On 10 September 1883, Edinburgh's Royal Lyceum Theatre opened its doors to audiences for the first time. Designed by the architect CJ Phipps, who also built some of London's most iconic West End theatres, the building cost £17,000 to build and was originally managed by Howard and Wyndham, two major theatrical agents whose company would go on to produce nearly a century of musical revues, pantomimes and repertory theatre work.
The Lyceum's inaugural production in 1883 was Shakespeare's Much Ado About Nothing, and starred Henry Irving and Ellen Terry, of which it was written: "never before did Shakespeare's delightful comedy receive an interpretation so adequate in essentials and in every detail so artistically complete".
The original audience, accommodated across four levels of the theatre, was around 2,500 people - today, with an upper level no longer used for seating and remodelled lower levels for the comfort of twenty-first-century audiences, the capacity is a little over 650. This makes it incredibly intimate for a venue of this size, and one of the great features of the theatre today is its ornate internal decoration and its comfortable seating.

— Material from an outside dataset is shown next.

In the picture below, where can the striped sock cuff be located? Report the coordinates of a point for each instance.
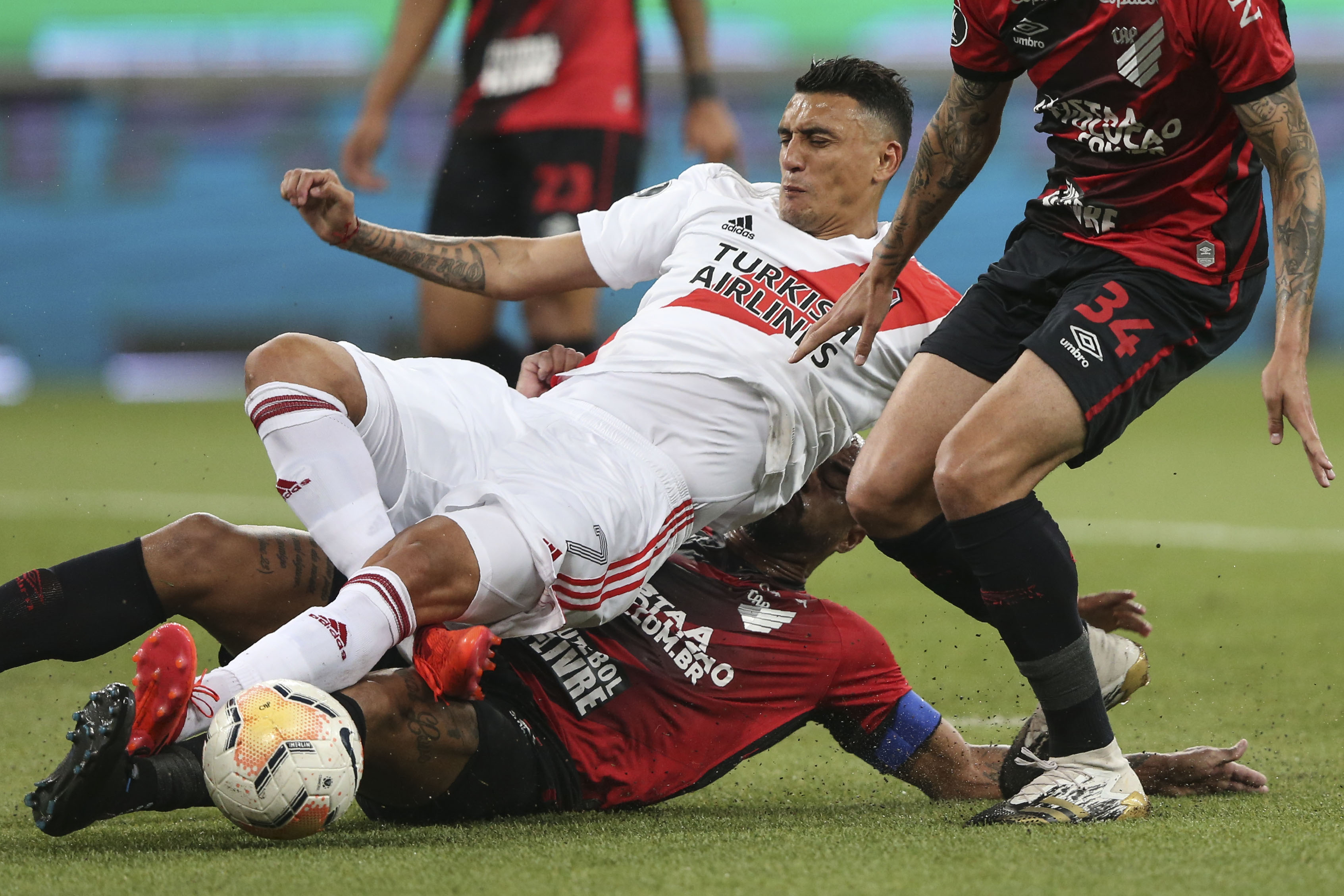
(277, 405)
(390, 595)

Over the years the venue has hosted a wide variety of works, including early cinema broadcasts in 1912, with funds from screenings being donated to charities supporting families hit by the loss of the Titanic, visits by HRH Queen Elizabeth and the Duke of Edinburgh in 1955 and 1962, and the premiere of the influential satirical revue Beyond the Fringe, featuring Alan Bennett, Peter Cook, Dudley Moore and Jonathan Miller, in August 1960.

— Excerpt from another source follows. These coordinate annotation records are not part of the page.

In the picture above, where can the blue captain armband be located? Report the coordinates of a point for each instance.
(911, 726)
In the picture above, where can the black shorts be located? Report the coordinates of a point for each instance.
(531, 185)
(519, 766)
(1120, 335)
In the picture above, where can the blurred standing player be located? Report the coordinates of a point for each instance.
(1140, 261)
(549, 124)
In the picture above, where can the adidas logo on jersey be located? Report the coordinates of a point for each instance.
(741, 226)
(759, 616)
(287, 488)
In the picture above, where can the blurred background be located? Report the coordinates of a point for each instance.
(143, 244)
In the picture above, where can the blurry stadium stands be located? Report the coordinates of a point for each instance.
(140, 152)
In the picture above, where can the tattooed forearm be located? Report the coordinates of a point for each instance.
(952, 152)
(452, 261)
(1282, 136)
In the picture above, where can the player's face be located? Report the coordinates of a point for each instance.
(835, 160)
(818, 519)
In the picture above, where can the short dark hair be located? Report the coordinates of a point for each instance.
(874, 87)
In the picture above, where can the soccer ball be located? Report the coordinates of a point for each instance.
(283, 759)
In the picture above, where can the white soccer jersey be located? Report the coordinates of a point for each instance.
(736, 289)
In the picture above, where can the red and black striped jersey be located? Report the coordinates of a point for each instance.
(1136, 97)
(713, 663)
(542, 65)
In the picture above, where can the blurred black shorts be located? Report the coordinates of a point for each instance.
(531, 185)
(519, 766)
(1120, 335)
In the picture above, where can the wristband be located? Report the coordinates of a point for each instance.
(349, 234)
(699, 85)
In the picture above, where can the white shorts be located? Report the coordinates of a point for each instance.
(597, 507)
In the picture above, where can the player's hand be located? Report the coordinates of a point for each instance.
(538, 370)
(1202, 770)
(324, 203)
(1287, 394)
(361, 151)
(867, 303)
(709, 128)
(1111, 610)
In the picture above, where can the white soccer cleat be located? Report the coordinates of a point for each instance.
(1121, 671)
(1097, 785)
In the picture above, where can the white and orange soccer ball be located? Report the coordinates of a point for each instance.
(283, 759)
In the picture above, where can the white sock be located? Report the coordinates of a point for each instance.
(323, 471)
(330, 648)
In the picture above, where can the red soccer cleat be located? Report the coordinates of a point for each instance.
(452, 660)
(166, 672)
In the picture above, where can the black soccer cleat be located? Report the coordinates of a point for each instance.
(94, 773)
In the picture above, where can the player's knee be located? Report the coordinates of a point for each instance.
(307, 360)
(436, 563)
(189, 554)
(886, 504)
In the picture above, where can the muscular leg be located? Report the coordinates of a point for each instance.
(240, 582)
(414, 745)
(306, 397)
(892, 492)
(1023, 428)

In 1965 a new Royal Lyceum Theatre Company was formed, and that same company, under a variety of artistic leaderships, has operated the venue ever since. The company produces all its own in-house work, creates its own scenery and costumes at dedicated workshops in the city, and employs actors from all across the United Kingdom, often attracting star performers to tread the theatre's boards. In 2015 the company celebrated its 50th anniversary season, and in autumn 2016 the company began life under its current artistic director, David Greig.